Charles Yardley Chittick (October 22, 1900 - July 18, 2008) was for several years the oldest living patent attorney in the United States. Yardley was also the oldest living member of the Beta Theta Pi fraternity.

==Biography==
He was born in Newark, New Jersey.

Chittick was a graduate of Phillips Academy in Andover, Massachusetts, and was the first person to attend his 90th reunion in the school's 230-year history. While a student he got into a scuffle with fellow student and future actor Humphrey Bogart after he refused to polish Bogart's shoes. After Andover, Chittick went to MIT, where he majored in mechanical engineering, was a low-hurdle track champion, and a member of the Beta Theta Pifraternity. While a student at MIT, he was elected captain of the one-mile relay track team.

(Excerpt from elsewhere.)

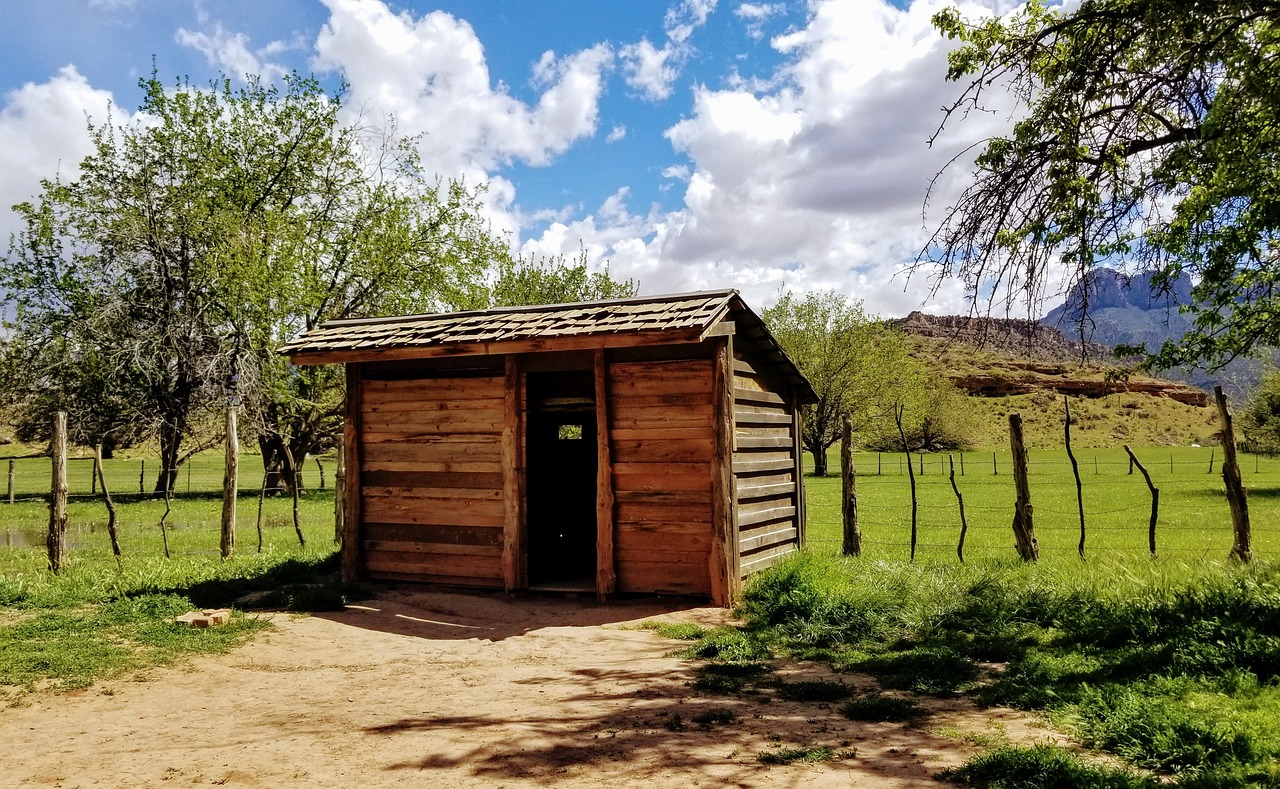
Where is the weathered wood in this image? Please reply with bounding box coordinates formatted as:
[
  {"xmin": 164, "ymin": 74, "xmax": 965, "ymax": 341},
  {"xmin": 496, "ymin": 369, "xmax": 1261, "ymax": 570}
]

Chittick was once offered a job by Thomas Edison but turned it down, saying he thought it would be more fun to work for the Kroydon Company, a golf club manufacturer. He said Edison gave him a 150-question test before offering him the job. Several years before his death, he said he asked for a copy of the test from the Thomas Edison Museum and was shown the original with Edison's handwriting in the margins.

Chittick became registered as a patent attorney on February 1, 1934. He was admitted to practice before the U.S. Supreme Court on September 20, 1950.

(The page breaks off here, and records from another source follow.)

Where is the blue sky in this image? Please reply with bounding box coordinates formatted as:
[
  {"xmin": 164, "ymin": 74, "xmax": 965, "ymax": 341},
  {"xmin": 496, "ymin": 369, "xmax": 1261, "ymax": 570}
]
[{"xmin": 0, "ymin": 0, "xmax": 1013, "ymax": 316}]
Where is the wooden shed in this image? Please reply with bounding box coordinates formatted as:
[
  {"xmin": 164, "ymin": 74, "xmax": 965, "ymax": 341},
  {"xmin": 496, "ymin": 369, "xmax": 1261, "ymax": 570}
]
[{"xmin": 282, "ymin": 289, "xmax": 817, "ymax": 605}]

He was married twice and had two sons. His first marriage ended in divorce, which involved a lawsuit that went to the Massachusetts Supreme Judicial Court based on a dispute over a complex settlement and the validity of a divorce filed in the U.S. Virgin Islands.

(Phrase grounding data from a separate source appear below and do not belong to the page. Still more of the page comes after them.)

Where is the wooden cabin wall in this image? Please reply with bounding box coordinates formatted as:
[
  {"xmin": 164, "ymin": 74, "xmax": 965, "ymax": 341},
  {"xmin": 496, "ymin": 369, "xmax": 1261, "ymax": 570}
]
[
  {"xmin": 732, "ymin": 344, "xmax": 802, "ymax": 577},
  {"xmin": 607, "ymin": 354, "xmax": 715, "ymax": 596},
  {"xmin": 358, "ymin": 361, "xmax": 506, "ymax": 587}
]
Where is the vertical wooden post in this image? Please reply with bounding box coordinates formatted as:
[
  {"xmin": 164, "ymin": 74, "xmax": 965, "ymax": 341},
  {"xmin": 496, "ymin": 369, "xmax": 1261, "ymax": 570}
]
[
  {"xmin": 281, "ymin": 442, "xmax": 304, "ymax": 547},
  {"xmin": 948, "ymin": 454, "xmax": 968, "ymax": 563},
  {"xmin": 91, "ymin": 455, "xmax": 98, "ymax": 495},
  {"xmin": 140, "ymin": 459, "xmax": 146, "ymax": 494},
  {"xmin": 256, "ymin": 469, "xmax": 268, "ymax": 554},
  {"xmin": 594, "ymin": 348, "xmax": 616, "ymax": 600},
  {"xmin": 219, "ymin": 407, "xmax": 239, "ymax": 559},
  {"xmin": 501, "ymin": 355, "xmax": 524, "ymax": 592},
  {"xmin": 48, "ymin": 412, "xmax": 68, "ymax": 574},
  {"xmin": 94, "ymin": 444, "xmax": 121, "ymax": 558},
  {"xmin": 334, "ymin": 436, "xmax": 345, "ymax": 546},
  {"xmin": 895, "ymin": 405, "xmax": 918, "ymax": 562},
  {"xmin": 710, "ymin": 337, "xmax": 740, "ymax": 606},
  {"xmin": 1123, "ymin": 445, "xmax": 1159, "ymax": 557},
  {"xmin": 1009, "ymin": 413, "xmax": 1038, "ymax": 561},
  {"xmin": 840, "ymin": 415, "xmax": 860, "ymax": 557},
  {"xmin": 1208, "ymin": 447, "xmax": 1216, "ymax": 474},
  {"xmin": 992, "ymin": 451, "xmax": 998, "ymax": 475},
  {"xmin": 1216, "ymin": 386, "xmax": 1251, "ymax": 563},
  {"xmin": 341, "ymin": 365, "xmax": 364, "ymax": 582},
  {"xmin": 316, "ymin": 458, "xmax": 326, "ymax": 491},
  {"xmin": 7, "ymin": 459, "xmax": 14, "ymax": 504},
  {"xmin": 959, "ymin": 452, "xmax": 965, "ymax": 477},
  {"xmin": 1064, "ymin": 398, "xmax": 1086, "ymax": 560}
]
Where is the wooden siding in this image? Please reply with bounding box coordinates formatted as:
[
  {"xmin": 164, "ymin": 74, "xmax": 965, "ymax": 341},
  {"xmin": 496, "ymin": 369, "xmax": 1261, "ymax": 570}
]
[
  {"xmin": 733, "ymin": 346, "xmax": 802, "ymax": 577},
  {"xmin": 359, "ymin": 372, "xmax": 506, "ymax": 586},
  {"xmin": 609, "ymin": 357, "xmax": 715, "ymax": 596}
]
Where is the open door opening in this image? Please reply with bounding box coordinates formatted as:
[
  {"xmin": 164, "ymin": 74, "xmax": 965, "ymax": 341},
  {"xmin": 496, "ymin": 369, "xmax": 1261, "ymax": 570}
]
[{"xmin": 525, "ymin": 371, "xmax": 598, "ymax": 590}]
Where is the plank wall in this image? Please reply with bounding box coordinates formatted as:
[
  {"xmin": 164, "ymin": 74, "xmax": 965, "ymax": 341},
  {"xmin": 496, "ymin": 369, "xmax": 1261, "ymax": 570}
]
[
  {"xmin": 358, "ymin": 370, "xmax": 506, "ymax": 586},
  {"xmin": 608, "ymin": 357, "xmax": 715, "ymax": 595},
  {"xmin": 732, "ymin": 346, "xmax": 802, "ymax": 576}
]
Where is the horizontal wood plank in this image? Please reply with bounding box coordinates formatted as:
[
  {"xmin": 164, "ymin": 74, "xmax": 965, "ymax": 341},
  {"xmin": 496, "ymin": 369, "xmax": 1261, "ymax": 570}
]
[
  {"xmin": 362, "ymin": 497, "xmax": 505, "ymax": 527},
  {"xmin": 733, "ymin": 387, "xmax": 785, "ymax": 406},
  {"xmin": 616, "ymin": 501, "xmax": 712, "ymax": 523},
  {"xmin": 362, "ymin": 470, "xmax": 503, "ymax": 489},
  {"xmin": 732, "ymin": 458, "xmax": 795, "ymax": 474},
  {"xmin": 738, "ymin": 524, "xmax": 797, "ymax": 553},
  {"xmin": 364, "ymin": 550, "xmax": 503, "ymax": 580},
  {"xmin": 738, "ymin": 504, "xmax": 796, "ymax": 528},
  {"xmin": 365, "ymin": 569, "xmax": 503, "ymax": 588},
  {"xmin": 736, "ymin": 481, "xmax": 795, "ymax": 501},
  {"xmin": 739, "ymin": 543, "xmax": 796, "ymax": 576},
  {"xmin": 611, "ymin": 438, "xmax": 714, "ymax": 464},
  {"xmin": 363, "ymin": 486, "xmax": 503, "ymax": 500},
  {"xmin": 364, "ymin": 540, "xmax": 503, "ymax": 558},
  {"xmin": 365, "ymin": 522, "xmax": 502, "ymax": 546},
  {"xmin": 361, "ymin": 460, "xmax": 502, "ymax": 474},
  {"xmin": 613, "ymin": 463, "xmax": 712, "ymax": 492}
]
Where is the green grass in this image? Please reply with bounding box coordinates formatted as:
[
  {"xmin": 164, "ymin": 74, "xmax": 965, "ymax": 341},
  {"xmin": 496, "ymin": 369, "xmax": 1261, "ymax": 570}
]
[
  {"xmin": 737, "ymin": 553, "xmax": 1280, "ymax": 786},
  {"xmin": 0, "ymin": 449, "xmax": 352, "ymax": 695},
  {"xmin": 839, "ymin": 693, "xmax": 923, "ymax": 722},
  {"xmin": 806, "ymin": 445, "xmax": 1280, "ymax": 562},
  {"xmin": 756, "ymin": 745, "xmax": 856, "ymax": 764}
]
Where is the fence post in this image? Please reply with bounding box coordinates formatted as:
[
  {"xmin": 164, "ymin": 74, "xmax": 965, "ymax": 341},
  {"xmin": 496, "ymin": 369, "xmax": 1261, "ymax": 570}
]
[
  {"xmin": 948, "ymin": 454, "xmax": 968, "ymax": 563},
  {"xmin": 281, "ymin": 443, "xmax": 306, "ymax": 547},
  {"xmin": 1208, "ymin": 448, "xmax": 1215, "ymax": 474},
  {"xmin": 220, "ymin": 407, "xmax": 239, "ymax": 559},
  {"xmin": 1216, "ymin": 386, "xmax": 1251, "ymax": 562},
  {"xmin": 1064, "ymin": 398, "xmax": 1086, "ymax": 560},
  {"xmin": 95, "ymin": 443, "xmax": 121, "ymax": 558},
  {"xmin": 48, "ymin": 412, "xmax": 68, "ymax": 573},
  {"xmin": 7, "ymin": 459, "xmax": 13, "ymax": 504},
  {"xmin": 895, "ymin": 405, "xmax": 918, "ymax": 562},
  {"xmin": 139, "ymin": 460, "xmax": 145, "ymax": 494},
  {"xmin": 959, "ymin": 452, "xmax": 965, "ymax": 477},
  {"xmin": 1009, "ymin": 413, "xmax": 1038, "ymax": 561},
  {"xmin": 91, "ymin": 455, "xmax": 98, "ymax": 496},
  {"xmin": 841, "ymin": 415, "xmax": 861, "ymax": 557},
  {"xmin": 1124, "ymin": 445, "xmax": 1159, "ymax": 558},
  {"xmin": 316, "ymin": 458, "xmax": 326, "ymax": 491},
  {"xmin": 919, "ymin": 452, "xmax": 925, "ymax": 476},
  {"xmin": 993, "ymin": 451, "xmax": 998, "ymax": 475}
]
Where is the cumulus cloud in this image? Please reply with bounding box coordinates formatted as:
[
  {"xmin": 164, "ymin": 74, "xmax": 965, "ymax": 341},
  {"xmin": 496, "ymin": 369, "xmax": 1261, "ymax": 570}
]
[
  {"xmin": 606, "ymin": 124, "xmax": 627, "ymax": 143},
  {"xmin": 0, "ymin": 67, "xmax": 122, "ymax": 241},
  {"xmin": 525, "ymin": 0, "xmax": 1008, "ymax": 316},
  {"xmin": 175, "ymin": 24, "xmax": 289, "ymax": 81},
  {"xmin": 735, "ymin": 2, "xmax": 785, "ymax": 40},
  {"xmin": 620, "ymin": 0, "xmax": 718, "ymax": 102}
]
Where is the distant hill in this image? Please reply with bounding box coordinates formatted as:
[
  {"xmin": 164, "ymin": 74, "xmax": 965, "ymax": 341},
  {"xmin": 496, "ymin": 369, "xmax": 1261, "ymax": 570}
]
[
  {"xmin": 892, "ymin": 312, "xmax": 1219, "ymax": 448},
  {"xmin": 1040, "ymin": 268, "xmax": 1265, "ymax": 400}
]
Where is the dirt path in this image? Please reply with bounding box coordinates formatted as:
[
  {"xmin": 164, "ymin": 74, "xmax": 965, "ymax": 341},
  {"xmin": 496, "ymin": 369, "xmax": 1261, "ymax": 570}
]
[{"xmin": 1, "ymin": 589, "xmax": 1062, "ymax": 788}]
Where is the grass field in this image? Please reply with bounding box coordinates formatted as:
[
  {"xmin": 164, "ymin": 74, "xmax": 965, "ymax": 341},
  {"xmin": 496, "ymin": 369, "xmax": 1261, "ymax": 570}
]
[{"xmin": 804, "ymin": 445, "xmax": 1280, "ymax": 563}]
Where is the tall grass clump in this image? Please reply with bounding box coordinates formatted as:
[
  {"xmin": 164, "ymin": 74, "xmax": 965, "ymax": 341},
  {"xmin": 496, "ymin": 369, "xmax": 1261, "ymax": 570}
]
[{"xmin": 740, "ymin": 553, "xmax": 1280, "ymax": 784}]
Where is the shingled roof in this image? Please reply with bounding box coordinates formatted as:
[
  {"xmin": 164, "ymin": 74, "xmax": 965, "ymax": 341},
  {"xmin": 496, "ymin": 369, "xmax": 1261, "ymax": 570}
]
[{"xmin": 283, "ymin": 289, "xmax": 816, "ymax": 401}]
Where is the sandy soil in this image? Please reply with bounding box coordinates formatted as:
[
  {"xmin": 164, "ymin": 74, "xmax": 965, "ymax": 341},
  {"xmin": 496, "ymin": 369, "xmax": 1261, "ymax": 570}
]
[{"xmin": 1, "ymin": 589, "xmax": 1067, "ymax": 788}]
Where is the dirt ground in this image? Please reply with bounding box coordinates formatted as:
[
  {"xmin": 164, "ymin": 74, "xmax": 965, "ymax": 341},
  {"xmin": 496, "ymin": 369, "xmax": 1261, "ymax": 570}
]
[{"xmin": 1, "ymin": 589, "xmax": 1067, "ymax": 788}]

Chittick was the first recipient of the Beta Theta Pi fraternity's Beta Centenarian award in 2003. He attended the annual Beta Theta Pi conventions and was annually honored for his lifetime achievement, regularly taking the podium to sing the MIT fight song "Take Me Back to Tech".

Until his death, Chittick lived at the Pleasant View Retirement Home in Concord, New Hampshire, near St. Paul's School. He made occasional appearances at the nearby Franklin Pierce Law Center, which is recognized for its strong patent program, and which awarded Chittick an honorary degree in 2005.